Walter Schneir offers his readers a convoluted and unpersuasive argument for why the Rosenbergs could not have afforded to tell the truth and admit they were Soviet spies. “It would have been difficult, probably impossible, for them to save themselves” had they done so, because they would have had to say they had been guilty of “atomic espionage deeds they had never done.” But since in fact they had been atomic spies, this argument collapses of its own weight. Moreover, Schneir says that if Julius had broken down and testified about the ring he had created, it would have forced him to name “the very friends whom he had himself recruited.” Also, Julius knew “the dark secret” that the American Communist Party and its former head, Earl Browder, “had involved itself in enlisting dozens of members for espionage.”
Thus, had the Rosenbergs told the truth, Walter Schneir writes, they would have “fueled the hysteria of the times.” That sentence alone reveals the rigid ideological nature of the life’s work of Walter and Miriam Schneir. For although the Schneirs are now willing to acknowledge some facts they denied before, they are constitutionally incapable of reaching the obvious conclusions that the truth reveals. They cling instead to a core belief that cannot be invalidated by fact—a belief that the Rosenberg case was an anti-Communist show trial and that the Old Left did the right thing by denying the existence of Soviet espionage, because any admission would have provided their enemies with invaluable ammunition. “The Rosenbergs,” Walter Schneir writes, “could never have brought themselves to do that.”
Indeed, they could not. And so the Rosenbergs preferred to sacrifice the well-being of their own children for the cause, to deceive those children, to force upon those children a lifelong mission never to give up the fight to prove their parents’ innocence, and all for a lie they knew to be a lie. Their loyalty was not to the children they bore, or to the nation in which they lived, but to the Soviet Union.
For their supporters, the Schneirs foremost among them, the reality of the espionage and treason in which the Rosenbergs had been engaged would have been as nothing compared with the offense of “naming names.” Giving up other members of their spy ring was “not a price they were willing to pay,” Walter writes. The Rosenbergs were locked in a pitched battle with the witch hunters.

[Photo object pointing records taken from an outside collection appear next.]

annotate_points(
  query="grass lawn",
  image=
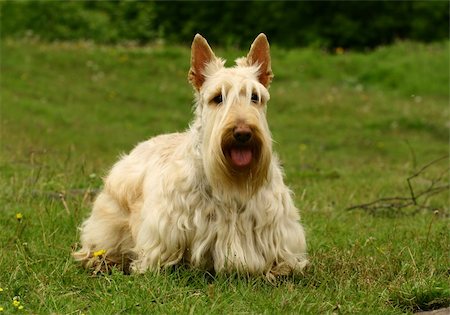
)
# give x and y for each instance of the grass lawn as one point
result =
(349, 129)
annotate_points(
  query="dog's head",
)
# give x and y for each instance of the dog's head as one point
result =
(231, 115)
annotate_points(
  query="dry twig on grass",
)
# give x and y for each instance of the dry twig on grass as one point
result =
(417, 199)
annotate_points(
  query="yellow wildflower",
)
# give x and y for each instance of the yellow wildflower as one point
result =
(100, 252)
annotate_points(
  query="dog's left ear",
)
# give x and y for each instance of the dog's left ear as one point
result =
(201, 55)
(260, 54)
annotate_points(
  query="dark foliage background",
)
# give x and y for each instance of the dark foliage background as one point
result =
(356, 25)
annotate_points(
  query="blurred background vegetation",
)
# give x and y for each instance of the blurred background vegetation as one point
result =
(355, 25)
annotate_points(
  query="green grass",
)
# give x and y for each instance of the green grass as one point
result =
(349, 128)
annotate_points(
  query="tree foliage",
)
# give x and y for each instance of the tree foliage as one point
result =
(287, 23)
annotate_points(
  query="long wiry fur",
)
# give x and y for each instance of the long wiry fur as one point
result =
(176, 198)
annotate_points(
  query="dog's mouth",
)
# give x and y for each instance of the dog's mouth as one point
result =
(241, 156)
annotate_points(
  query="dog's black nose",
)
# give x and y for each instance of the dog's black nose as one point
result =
(242, 134)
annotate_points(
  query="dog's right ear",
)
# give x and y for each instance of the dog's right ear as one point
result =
(201, 55)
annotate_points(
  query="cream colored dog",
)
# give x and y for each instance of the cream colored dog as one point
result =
(212, 197)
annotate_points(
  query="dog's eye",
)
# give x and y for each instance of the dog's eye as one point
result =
(217, 99)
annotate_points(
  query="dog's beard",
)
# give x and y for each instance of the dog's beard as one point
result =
(239, 169)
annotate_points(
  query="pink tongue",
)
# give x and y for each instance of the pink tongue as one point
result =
(241, 156)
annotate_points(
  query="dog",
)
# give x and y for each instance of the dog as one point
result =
(212, 197)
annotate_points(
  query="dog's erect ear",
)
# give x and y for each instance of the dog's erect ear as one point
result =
(201, 55)
(260, 54)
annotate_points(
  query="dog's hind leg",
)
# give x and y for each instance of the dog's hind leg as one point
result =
(105, 233)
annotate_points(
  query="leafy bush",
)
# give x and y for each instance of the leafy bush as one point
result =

But the witches were real. They were the witches.
What Final Verdict reveals is the inability of the few remaining remnants of the pro-Communist left to surrender the fantasies that have blinded them for generations. Walter and Miriam Schneir still argue that the Rosenbergs were “victims of a crude political frame-up” in a book that itself reveals—even if inadvertently—that the long-derided case against them was anything but.